Fue un poema sobre Stalin lo que condenó a Ósip Mandelstam, que desde su primera detención, en 1934, hasta su muerte en Siberia diez años más tarde vivió como exiliado. Mucho tiempo después, su mujer Nadiezhda escribió este testimonio, Contra toda esperanza, que no le sirvió tanto para reivindicar la figura de su marido, uno de los mayores poetas rusos del siglo XX, como para recordar a quien quisiera la violenta maquinaria del estanilismo.
Tanto el poema del propio Mandelstam como las memorias de su viuda resisten bien el paso del tiempo. En este sentido, Contra toda esperanza es una obra histórica y literaria. Es cierto que la proliferación de testimonios que rescatan las tragedias de los totalitarismos puede tener el perverso efecto de cansar a los lectores. Pero hay que comprender algo en lo que insiste la autora: el recuerdo actúa en quienes lo sufrieron como un leve paliativo y su esfuerzo tiene la finalidad de servir para que la rememoración de lo doloroso -incluso la insistencia en ello- evite sucesos similares en el futuro.

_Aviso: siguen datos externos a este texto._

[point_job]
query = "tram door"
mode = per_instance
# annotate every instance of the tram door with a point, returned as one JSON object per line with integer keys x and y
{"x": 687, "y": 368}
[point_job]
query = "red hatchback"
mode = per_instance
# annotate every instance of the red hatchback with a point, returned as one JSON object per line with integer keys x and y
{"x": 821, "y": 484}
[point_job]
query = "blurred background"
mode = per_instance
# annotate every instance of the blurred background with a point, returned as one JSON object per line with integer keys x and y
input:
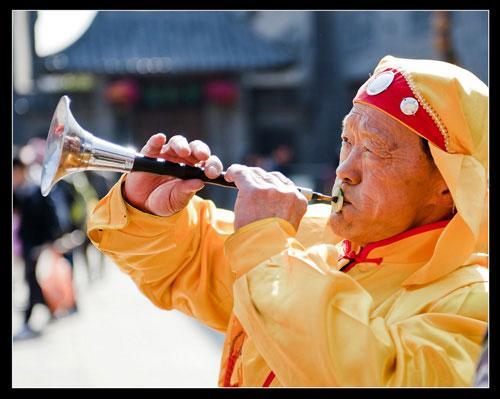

Nadiezhda refleja sobre todo la sensación de aislamiento que se producía no solo entre quienes tenían amigos o parientes detenidos, sino incluso entre quienes eran simples sospechosos. Lo de menos, en cualquier caso, era el delito; siempre era posible encontrar una excusa, una frase o incluso un ademán para condenar a alguien. “Dadnos al hombre; ya nos encargamos de encontrar la acusación”, escuchó decir la esposa de Mandelstam en una ocasión.
Por estas páginas desfilan sospechosos, culpables, pero también acusadores, policías, políticos y escritores que se confabularon con la ideología sin asumir su compromiso con el arte. El comunismo socavó la confianza, ese alimento con el que se regenera la convivencia social, y convirtió a todos en cómplices. Y vorazmente se adueñó de lo que pudo, destruyendo y aniquilando todo aquello de lo que no conseguía sacar rédito. Entre todas las anécdotas e historias que se recogen en este libro sobresale la sagrada amistad de Mandelstam con Ajmátova.
No hay rencor ni odio en Contra toda esperanza, sino esa quietud serena que solo los años y el dolor asumido conceden. Cuando sorprendió la muerte a su marido, Nadiezhda no estaba con él; llega incluso a dudar de que haya muerto. Tan acusada era la confusión entonces. Ella logró sobrevivir como profesora y pudo regresar a Moscú a finales de la década de los cincuenta. En ese momento es cuando empieza a escribir estas memorias, con un único fin: que no se apague la memoria de Mandelstam, ni su obra.